日本地球惑星科学連合2022年大会

講演情報

[J] 口頭発表

セッション記号 M (領域外・複数領域) » M-IS ジョイント

[M-IS19] 地球科学としての海洋プラスチック

2022年5月22日(日) 09:00 〜 10:30 106 (幕張メッセ国際会議場)

コンビーナ:磯辺 篤彦(九州大学応用力学研究所)、コンビーナ:川村 喜一郎(山口大学)、岡崎 裕典(九州大学大学院理学研究院地球惑星科学部門)、コンビーナ:土屋 正史(国立研究開発法人海洋研究開発機構 地球環境部門)、座長:磯辺 篤彦(九州大学応用力学研究所)、川村 喜一郎(山口大学)

09:25 〜 09:40

[MIS19-02] 深層学習を活用したマクロ漂着ごみの定量化

*日髙 弥子1杉山 大祐1、村上 幸史郎1加古 真一郎2松岡 大祐1 (1.国立研究開発法人 海洋研究開発機構、2.鹿児島大学)

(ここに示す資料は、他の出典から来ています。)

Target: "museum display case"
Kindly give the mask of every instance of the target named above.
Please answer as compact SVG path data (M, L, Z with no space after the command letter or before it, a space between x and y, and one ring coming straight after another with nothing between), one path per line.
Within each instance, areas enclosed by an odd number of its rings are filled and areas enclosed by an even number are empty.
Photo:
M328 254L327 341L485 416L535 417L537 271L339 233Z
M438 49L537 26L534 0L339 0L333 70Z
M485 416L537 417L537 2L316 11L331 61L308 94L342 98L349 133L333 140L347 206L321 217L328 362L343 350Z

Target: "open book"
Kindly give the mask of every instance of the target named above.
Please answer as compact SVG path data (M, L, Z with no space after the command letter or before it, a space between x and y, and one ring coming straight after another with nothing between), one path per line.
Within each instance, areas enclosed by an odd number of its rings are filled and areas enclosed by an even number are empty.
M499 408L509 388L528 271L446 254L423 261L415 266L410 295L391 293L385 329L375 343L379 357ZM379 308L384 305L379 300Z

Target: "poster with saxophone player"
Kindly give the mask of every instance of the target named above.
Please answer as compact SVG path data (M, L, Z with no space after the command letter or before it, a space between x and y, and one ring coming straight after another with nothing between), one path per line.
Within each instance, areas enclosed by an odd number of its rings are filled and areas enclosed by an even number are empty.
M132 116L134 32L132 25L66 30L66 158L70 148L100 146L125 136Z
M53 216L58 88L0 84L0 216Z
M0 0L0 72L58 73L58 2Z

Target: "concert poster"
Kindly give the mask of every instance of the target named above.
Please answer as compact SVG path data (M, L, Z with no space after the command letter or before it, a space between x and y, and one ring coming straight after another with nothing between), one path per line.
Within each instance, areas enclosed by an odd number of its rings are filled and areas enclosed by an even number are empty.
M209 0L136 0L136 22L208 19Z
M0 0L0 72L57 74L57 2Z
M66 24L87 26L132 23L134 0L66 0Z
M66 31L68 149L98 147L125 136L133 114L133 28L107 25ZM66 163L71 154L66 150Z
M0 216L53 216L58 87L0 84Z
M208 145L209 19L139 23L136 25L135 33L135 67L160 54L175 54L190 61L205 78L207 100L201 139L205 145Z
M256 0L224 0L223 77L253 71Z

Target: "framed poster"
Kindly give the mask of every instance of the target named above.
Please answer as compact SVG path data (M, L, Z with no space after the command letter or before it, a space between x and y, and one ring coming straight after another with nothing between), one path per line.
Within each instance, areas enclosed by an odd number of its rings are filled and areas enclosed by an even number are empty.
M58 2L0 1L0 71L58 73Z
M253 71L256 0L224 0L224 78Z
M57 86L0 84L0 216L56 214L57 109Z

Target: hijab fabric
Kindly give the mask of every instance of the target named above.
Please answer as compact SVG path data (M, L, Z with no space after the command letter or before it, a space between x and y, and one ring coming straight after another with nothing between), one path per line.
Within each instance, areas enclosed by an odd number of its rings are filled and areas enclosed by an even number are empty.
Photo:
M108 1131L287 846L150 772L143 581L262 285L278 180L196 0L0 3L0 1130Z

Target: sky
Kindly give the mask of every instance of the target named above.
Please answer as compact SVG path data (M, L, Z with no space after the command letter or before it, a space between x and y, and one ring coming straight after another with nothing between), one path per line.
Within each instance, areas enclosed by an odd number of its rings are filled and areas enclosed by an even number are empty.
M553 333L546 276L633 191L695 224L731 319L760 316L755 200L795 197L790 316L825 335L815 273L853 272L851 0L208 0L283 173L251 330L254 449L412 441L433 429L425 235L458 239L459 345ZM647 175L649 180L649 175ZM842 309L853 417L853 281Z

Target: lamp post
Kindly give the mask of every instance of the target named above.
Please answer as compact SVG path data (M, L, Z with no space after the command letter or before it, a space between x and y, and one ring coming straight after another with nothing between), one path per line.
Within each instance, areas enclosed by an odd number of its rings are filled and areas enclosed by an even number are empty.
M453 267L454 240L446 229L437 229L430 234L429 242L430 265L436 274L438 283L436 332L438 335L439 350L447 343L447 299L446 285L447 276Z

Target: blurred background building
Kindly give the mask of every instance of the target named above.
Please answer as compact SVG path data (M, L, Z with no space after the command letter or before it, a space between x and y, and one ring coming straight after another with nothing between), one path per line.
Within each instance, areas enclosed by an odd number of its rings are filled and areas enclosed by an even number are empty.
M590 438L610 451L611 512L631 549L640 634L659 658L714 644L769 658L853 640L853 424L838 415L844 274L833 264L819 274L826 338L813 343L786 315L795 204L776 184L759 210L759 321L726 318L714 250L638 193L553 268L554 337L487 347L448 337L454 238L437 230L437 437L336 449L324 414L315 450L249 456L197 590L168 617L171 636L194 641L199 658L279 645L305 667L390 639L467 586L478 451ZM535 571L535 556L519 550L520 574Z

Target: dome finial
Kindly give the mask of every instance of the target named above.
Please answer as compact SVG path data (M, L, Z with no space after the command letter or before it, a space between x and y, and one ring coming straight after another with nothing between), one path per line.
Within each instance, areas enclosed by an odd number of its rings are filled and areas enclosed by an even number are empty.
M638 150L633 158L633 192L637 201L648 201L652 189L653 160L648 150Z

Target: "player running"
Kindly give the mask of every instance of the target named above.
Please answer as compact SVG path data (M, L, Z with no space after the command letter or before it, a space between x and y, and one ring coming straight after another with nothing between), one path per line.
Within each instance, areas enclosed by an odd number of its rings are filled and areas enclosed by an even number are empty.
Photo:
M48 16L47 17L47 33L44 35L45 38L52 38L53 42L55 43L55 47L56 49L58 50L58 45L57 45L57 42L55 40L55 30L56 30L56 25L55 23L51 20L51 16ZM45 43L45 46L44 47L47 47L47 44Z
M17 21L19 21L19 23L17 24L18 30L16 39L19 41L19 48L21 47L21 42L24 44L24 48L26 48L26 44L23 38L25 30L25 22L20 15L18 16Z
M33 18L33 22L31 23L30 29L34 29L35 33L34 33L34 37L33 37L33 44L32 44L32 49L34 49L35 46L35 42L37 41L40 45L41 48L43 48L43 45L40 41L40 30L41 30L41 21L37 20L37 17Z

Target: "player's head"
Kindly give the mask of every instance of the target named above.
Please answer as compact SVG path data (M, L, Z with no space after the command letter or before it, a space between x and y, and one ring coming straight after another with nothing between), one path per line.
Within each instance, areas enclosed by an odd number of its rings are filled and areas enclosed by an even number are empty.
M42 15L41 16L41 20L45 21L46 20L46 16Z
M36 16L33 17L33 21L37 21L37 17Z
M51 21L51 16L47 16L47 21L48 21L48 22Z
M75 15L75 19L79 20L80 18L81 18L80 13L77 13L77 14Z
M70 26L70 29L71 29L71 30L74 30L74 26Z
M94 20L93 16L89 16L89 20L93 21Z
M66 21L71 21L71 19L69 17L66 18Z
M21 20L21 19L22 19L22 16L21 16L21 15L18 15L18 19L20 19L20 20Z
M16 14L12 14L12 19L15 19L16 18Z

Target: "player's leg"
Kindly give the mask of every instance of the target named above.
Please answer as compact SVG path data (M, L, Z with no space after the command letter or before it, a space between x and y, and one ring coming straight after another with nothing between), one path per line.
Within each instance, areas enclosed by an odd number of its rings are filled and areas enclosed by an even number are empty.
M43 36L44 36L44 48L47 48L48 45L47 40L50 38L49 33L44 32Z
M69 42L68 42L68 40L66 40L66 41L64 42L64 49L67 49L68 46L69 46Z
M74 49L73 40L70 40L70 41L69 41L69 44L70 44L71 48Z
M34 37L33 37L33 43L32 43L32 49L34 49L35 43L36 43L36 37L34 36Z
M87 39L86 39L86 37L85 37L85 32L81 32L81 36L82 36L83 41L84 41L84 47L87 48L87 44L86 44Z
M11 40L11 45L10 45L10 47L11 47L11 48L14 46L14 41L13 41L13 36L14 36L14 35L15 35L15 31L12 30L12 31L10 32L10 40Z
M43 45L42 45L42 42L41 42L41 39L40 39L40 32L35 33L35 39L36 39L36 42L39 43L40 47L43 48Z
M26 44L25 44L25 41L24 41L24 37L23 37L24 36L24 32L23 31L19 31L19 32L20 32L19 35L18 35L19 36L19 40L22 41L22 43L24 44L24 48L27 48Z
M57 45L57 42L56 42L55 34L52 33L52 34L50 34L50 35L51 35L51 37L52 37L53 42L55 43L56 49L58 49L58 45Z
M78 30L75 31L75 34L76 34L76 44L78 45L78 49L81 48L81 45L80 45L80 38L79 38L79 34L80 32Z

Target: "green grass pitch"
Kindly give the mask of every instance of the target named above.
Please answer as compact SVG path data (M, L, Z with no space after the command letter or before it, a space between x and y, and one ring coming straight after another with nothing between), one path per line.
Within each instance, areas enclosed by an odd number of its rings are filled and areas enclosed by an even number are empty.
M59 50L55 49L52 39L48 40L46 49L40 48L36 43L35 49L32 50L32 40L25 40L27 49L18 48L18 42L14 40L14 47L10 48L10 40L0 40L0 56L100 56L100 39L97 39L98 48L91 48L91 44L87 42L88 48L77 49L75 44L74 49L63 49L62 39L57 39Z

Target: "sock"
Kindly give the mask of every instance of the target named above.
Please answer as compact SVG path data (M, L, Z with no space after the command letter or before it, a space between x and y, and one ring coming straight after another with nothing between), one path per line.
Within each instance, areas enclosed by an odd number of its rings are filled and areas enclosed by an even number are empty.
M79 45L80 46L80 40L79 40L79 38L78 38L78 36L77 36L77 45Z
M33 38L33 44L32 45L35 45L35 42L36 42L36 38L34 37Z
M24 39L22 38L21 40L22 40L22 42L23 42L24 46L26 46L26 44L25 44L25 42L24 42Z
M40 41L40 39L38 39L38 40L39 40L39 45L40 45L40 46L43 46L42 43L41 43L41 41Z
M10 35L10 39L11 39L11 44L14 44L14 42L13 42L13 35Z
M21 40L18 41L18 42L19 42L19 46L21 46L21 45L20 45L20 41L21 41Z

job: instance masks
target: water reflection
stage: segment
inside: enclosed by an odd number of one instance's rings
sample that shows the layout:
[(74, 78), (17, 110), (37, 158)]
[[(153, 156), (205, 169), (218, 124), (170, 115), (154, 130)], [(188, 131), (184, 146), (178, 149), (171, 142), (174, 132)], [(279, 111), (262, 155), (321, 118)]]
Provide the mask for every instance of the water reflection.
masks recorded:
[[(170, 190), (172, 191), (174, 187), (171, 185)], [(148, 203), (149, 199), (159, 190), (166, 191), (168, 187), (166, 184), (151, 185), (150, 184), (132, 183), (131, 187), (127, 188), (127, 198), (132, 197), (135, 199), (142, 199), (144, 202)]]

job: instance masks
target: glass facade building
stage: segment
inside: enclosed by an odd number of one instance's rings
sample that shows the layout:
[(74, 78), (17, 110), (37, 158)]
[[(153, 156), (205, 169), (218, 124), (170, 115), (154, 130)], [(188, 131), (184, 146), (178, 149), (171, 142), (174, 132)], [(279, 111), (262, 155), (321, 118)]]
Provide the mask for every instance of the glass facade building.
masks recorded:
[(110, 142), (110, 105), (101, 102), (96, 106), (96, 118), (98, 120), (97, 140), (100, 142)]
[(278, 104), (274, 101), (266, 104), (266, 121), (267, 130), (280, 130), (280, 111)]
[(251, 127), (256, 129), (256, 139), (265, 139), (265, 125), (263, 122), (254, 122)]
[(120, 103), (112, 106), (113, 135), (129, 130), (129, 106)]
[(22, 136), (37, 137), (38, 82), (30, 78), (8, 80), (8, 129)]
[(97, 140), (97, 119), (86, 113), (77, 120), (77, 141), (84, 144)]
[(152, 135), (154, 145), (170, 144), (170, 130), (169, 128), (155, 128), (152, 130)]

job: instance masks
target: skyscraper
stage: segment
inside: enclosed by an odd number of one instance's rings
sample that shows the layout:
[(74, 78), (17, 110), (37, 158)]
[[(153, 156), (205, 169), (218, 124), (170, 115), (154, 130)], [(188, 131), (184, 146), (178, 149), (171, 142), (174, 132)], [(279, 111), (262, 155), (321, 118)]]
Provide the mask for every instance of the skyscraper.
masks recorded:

キーワード:海岸漂着ごみ、マクロプラスチック、人工知能、深層学習、総量推定、海岸モニタリング

海岸は、人の生活圏と海洋が交わる場所であり、そこには河川や外洋から多様なごみが漂着する。海岸漂着ごみの70-90%はプラスチックごみであり、それらは、太陽光や風波の作用で破砕されマイクロ化すると考えられている。従って、海岸のマクロなプラスチックごみの変動を把握することは、海岸から流出するマイクロプラスチックの量を正確に見積もる上で重要である。我々は、海岸におけるマクロプラスチックごみの総量推定手法開発の第一段階として、深層学習を用いたマクロな海岸漂着ごみの総量推定技術の開発に取り組んでいる。これまでに、3500枚の海岸の画像から機械学習用の学習データを整備し、海岸の写真から、空、海、砂浜、人工漂着物、自然漂着物、設置物、自然物、背景の8クラスの領域をピクセルレベルで塗り分ける深層学習モデルを開発した。開発したモデルの精度は、定性的および定量的に評価され、テストデータ内の漂着物全体に対する検出精度は約80%程度であり、学習データを取得した海域とは異なる未学習の地点の画像に対しても手法の有効性が示された。さらに、地上で撮影された画像に対し、本手法で領域推定した結果を射影変換し被覆面積を計算した場合と3次元観測の実測値が存在するドローン画像上の同範囲の領域推定結果から被覆面積を計算した場合を比較し、射影変換による被覆面積推定の有効性を示した。本研究で使用した学習データは、既に、Sea Open Scientific Data Publication(SEANOE)で公開済であり、誰でも利用することが可能である。本発表では、これらの研究成果について発表するとともに、今後のさらなるプラスチックごみの定量化手法の開発の展望とその取り組み状況について発表する。